企業の栄枯盛衰 - ゼネラル・モーターズの場合-

米国連邦政府、労働組合や債権者団体とのぎりぎりの折衝を続けていたゼネラル・モーターズ(以下GM)は、連邦破産法第11条にも基づく申請を裁判所に提出し、事実上、倒産した。GMといえば、米国企業を代表するばかりでなく、長らく世界のトップ企業であったことで知られており、営利企業の栄枯盛衰、さらには、米国製造業の地盤低下を端的に示すものとなった。

ここに1976年に発刊された『世界の大企業』(岩波新書)がある(以下の統計では、金融関連企業は除外されている)。これによると、75年当時、売上高で見た政界のトップ200社の内、GMは第1位であった。73年の第一次石油ショックを契機に石油価格が高騰したために、エクソン社に第1位の座を譲ったものの、それまでは、GMが長期間にわたり第1位、しかも断然たるトップであった。

75年当時、GMの売上げは、トヨタ自動車の5倍、ビッグ3とされる、フォード自動車やクライスラー(同じく事実上倒産)もそれぞれ、3倍、1.5倍と、トヨタとは相当の格差があった。

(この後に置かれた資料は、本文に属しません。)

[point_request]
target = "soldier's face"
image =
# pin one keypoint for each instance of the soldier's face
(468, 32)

ところが、その後約30年を経過した2008年で見てみると(こちらは営業利益)、世界企業のトップは、石油企業エクソン・モービル社(2社が経営統合)であり、赤字続きのGMはトップ300社にも入っていない。自動車業界だけを見ても、トップ20社の国別内訳は、日本8社、ドイツ4社、フランス2社などとなっており、米国企業では、ビッグスリーの一角、フォード社が第6位に入っているくらいである。このころは絶好調であったトヨタ自動車が業界トップ、全体でも第15位であった。

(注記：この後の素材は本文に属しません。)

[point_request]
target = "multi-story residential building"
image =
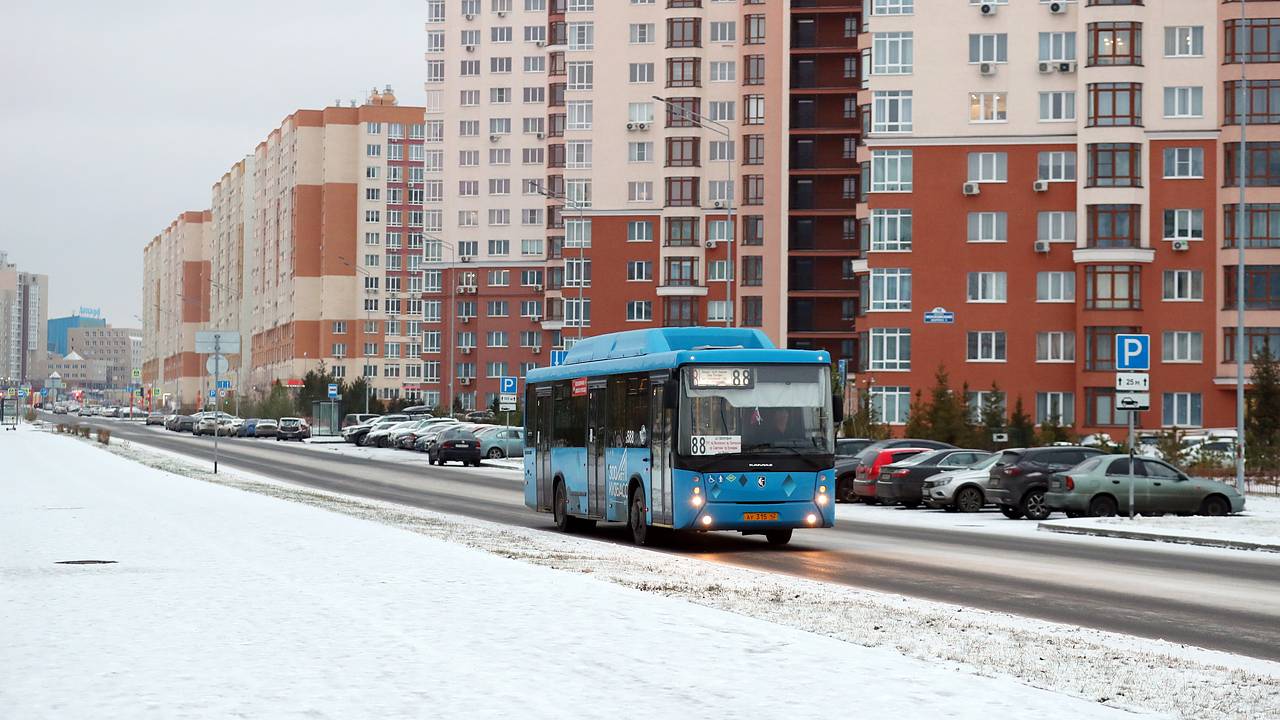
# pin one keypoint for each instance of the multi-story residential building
(1248, 46)
(1019, 181)
(176, 305)
(23, 322)
(58, 328)
(118, 349)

長い間赤字を垂れ流し続けてGM社やクライスラー社が倒産したのも当然の結果といえよう。両方の統計でも、トップテンのほとんどは、エネルギー関連企業であるが、現在では、中国とロシアのエネルギー関連企業のトップテン入りが目についている。GMとフォードという2社が姿を消しているのに対し、両統計でベストテン周辺にいるエネルギー関連以外の企業は、米国ゼネラル・エレクトリック社のみである。

同社は、1975年当時は電機・電子機器産業に分類されているが、現在ではコングロマリットとされていて、各種素材産業のほか、金融関連にも大きな比重を置いている。また、現在の統計では、情報通信や携帯電話企業の上位進出も目立っている。

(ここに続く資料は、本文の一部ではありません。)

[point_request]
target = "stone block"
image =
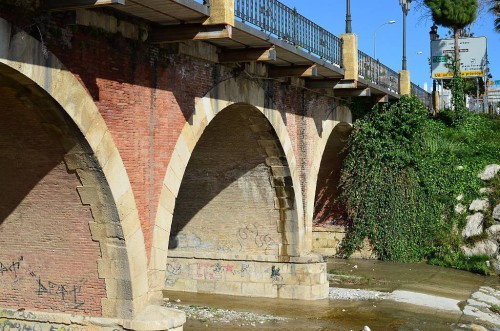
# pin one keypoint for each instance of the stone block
(489, 172)
(163, 218)
(167, 200)
(229, 288)
(350, 55)
(254, 290)
(118, 289)
(117, 308)
(479, 205)
(205, 286)
(221, 12)
(126, 205)
(105, 149)
(96, 132)
(280, 171)
(117, 176)
(474, 225)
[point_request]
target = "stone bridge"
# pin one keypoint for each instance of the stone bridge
(154, 145)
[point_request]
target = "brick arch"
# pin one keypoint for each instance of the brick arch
(243, 93)
(340, 117)
(26, 61)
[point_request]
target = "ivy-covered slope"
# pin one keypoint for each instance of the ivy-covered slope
(403, 173)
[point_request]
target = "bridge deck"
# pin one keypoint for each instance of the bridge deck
(245, 36)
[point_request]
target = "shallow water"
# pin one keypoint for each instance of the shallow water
(353, 315)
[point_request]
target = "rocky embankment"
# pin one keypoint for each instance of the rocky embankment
(483, 223)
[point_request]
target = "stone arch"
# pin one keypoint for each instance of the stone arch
(230, 93)
(339, 120)
(26, 61)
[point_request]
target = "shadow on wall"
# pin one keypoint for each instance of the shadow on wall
(226, 190)
(327, 211)
(24, 164)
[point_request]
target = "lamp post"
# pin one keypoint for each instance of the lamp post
(348, 27)
(433, 36)
(405, 5)
(435, 98)
(375, 37)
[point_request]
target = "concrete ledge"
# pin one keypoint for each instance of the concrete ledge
(303, 281)
(152, 318)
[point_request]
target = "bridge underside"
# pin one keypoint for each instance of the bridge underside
(234, 216)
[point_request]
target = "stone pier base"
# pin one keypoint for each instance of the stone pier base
(289, 280)
(153, 318)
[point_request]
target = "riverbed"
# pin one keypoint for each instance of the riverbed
(371, 283)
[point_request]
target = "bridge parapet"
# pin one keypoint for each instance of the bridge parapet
(287, 24)
(374, 71)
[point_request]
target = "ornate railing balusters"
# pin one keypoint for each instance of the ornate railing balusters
(287, 24)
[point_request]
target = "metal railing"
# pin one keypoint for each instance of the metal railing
(375, 72)
(287, 24)
(422, 94)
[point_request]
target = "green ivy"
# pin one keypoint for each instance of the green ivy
(403, 173)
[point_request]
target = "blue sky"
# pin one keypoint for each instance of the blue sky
(368, 15)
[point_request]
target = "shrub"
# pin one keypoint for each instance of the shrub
(401, 176)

このように見てくると、世界的な大企業といえども、栄枯盛衰を免れることはできない。その意味では、現在のトップ企業も、30年後に生き残っているという保証は全くない。GM社が倒産し、中国の自動車販売台数が米国を上回るなどと、30年前に考えた人はいなかったであろう。平家物語のいう、『盛者必衰の理』である。

豪州経済にとってのGM倒産劇の懸念は、完全子会社であるGMホールデン社の行方である。同社製コモドアーは、車種別では毎年最多の販売台数となっているが、GMホールデン社は、ここ数年連続して赤字を計上している。

同社は、豪州連邦政府の支援も受けて、環境適合技術の開発や新小型車の生産に向けているが、それでなくても、比較的小さな市場(年間百万台規模)に多くの輸入車があふれている現状では、先行きは不透明であろう。同社の将来は、親企業GM社の新経営陣がどのように判断するのかに掛かっている。

このほかの経済的ニュースとして、中国の政府企業の全面的な資本参加を拒否したリオ・ティント社が、ライバルであるBHPビリトン社と鉄鉱石採掘事業で合弁したことや、旅行客の減少により、日本と豪州間の航空機便数がさらに削減されることなどが大きな話題となった。